The amount of work and experience to really understand a company, industry,
and overall market is nothing compared to what it takes for a quick flip.

Let's be realistic, what are your odds of doubling or tripling your money by
finding the right stock? Within a reasonable time frame of course.

That's the one thing I learned from stocks - there is no free lunch. The best
long term hold stocks are either 1) expensive so that your return is minimal
2) unknown and take just as much work as a job 3) requires you to assume a
high level of risk

------
enigmabomb
This question really depends on your risk profile. If you were younger I'd
suggest speculating with the 1k and 2k, and investing the 5k in your
retirement so you can benefit from many years of compound interest. What're
the constraints you're working under?

------
andymoe
If "try and get as much return as you can" is the only input to the decision
we are likely not investing but speculating and there is a difference.
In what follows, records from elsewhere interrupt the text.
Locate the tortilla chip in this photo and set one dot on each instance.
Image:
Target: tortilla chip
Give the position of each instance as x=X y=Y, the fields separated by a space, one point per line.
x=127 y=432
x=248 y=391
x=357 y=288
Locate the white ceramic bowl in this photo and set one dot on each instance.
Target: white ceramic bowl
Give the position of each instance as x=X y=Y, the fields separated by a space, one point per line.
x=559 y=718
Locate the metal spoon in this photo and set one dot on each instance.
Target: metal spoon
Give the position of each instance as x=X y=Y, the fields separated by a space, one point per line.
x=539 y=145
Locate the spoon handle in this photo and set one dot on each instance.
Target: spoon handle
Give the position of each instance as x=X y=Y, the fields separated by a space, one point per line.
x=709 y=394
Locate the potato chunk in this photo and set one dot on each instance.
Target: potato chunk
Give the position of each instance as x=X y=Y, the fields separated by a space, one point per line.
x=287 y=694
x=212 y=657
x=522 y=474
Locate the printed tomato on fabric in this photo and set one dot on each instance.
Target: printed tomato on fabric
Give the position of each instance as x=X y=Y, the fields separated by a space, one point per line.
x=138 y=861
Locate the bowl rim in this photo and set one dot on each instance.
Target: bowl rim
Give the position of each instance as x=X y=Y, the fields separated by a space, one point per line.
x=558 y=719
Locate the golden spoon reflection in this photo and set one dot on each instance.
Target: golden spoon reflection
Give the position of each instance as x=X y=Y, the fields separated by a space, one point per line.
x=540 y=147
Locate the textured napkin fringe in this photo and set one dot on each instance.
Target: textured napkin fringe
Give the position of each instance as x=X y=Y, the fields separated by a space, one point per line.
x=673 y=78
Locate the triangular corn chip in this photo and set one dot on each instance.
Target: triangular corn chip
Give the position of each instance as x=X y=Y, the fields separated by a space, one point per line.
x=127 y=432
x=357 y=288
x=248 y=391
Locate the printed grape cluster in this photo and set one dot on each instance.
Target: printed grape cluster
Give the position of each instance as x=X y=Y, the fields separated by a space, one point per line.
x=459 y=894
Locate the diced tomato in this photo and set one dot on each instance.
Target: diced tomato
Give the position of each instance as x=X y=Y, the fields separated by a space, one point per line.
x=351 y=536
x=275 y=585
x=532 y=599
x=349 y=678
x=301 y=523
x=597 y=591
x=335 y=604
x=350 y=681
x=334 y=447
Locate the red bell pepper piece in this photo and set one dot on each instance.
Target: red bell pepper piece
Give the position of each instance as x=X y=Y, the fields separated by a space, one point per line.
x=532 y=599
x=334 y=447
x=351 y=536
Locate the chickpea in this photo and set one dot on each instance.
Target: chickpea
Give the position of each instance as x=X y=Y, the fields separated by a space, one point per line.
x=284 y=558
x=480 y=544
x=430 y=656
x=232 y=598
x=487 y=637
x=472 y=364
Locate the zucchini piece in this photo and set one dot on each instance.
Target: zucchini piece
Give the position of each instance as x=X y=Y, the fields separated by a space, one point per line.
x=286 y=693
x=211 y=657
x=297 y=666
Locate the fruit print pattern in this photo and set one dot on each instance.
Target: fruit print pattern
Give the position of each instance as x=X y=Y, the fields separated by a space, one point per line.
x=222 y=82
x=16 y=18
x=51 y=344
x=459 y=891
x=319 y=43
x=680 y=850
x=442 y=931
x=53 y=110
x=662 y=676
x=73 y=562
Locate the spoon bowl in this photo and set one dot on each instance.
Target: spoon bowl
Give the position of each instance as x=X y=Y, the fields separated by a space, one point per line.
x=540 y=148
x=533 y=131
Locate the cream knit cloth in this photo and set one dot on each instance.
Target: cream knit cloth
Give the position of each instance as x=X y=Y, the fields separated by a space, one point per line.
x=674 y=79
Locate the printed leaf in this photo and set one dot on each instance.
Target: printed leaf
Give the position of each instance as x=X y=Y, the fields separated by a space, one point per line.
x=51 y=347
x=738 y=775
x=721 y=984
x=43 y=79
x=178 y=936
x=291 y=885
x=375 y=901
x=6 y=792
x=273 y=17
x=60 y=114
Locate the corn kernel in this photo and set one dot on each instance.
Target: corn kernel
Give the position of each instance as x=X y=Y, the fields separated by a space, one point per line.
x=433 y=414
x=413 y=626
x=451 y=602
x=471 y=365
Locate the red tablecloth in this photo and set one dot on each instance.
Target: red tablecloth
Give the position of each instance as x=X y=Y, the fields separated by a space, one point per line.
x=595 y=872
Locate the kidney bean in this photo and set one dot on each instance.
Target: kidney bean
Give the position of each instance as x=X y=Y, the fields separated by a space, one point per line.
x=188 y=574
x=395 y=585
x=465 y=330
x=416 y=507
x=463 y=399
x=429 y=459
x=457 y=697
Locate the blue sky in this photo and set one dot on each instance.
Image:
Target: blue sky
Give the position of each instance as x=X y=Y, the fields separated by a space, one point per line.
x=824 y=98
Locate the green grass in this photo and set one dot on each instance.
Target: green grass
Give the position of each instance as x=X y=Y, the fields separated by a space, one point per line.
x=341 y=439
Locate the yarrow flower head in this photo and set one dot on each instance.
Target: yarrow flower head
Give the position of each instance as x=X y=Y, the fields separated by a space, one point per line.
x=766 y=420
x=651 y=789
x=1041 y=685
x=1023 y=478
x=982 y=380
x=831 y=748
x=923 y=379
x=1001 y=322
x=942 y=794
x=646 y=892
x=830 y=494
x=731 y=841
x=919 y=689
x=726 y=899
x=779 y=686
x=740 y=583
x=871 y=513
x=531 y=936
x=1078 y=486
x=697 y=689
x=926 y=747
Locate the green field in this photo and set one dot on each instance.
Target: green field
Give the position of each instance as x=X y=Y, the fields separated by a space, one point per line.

So if
we are speculating here then I think I'd take those three envelopes to Vegas
and split them between blackjack, craps and (hopefully) several hours of No-
Limit poker. I could use a vacation anyway.

------
niico
1k in counseling and coaching, 2k in myself (personal stuff, gadgets, etc) and
5k in promoting my startup on Adwords or FB ads

------
joncooper
Over what time frame? What percentage of the investor's net worth and yearly
cashflow do these sums represent?

------
atsaloli
I'd spend it on self-enhancement - study and effective counseling - that would
increase my earning potential.

------
mapster
Buy things and flip them. I assume this is your money?